No, that's not what your .24 stat is saying.
It's saying (assuming that you're finding the same stats I am: Run expectations of .8623 vs .6235, or ~.24 difference) that teams score One Extra run in every four attempts depending on the base runners.
Those are averages you're quoting, not probabilities.

The percentage of times that a team will score two or more runs given the extra base runner vs not is a separate number (one which I can't find at the moment).


Grand Central Contributor
Posted


Frayed Knot wrote:
but you can do the math from there.
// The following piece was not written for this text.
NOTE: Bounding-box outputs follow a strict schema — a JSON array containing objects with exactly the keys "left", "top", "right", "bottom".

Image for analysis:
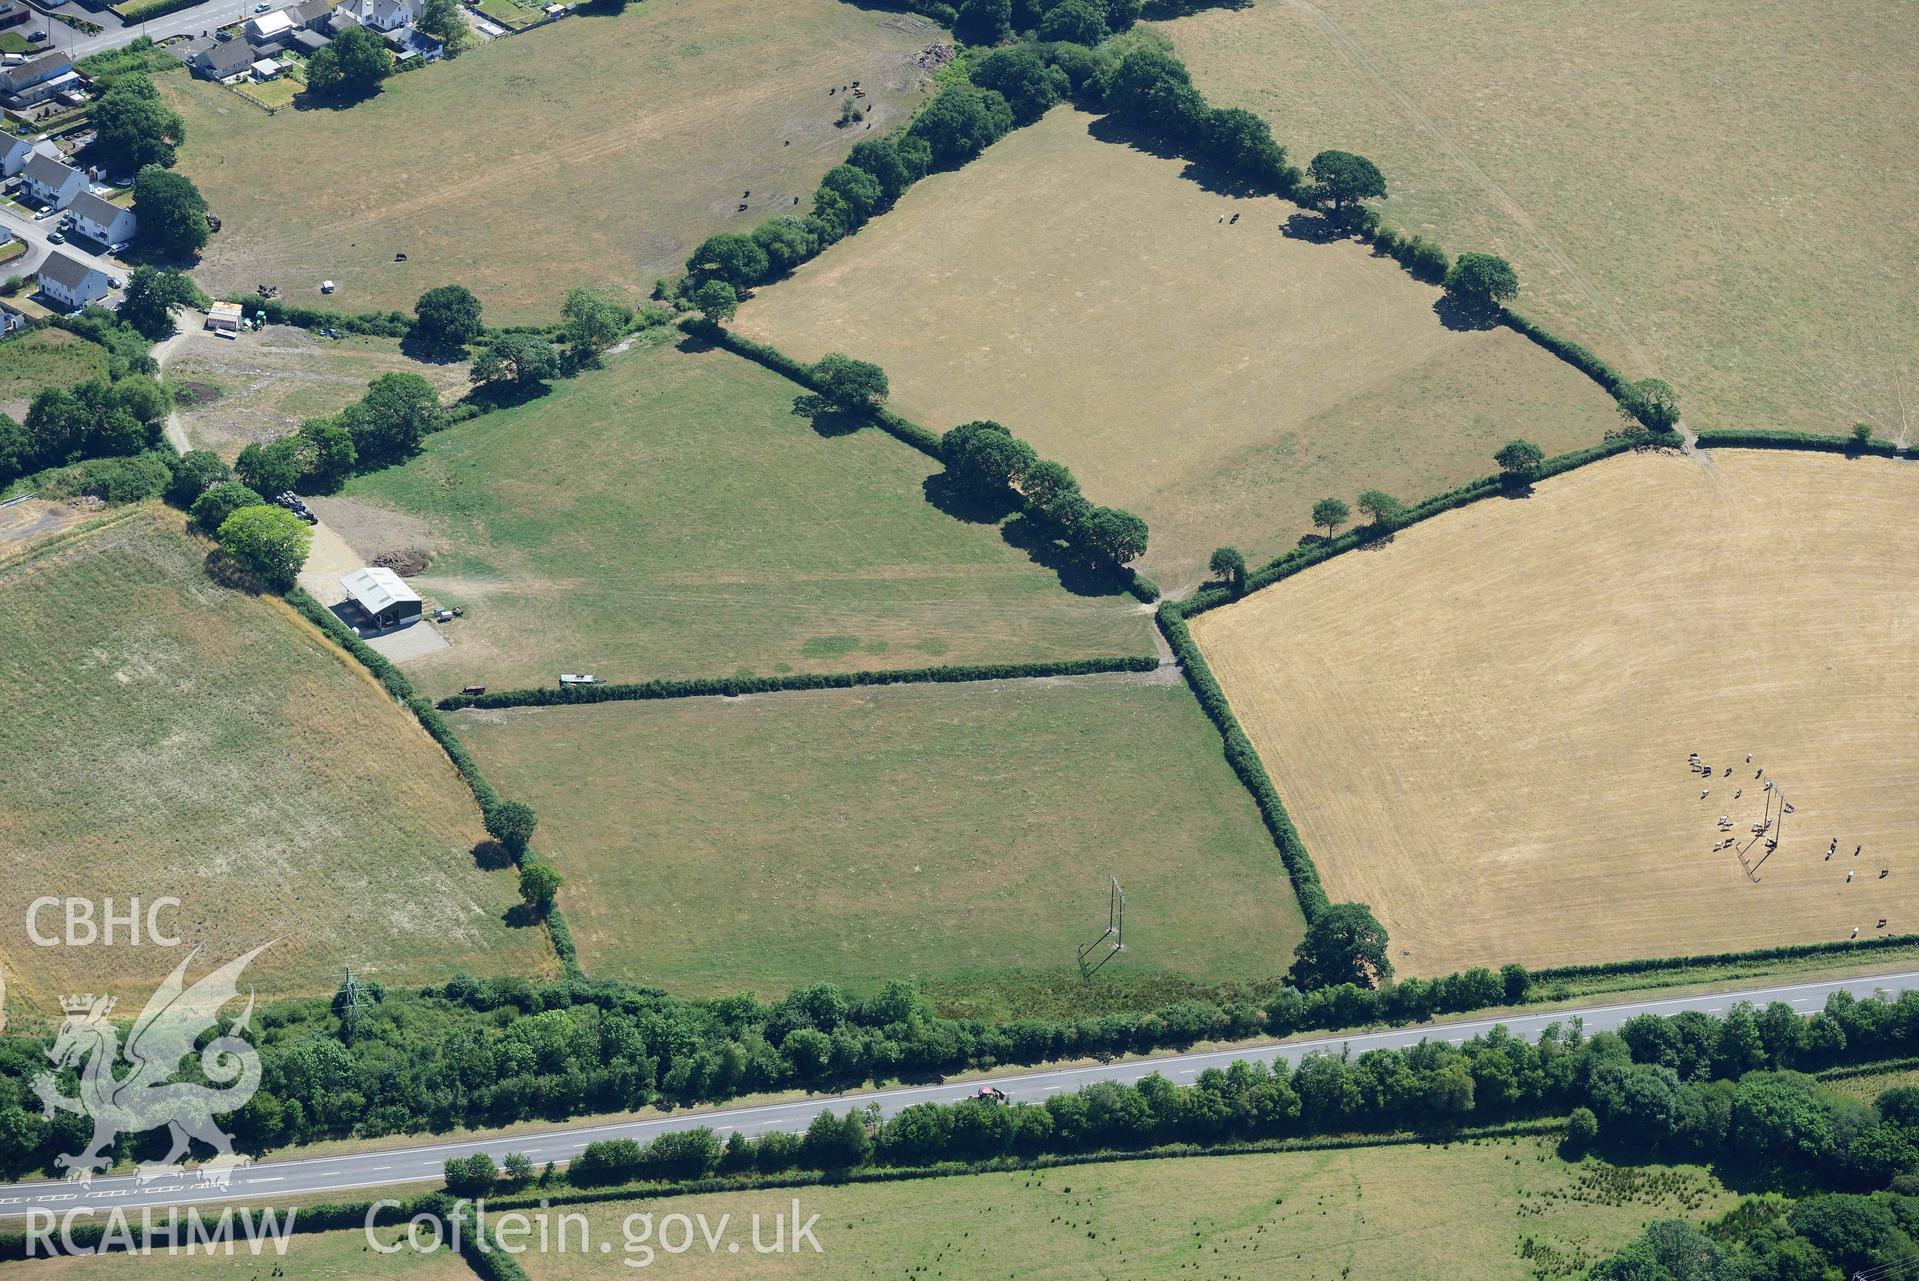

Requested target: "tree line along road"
[{"left": 0, "top": 967, "right": 1914, "bottom": 1219}]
It's all probability. teams score 1 run every 4 times they're presented with that situation, or 2 runs every 8.


No, that's not what your .24 stat is saying.
It's saying (assuming that you're finding the same stats I am: Run expectations of .8623 vs .6235, or ~.24 difference) that teams score One Extra run in every four attempts depending on the base runners.
Those are averages you're quoting, not probabilities.

The percentage of times that a team will score two or more runs given the extra base runner vs not is a separate number (one which I can't find at the moment).


yes, specifically 2+ is different, and I don't know where you'd easily find that number without querying the database, but that first run is very important in this regard too, and avoiding it was also part of Buck's reasoning.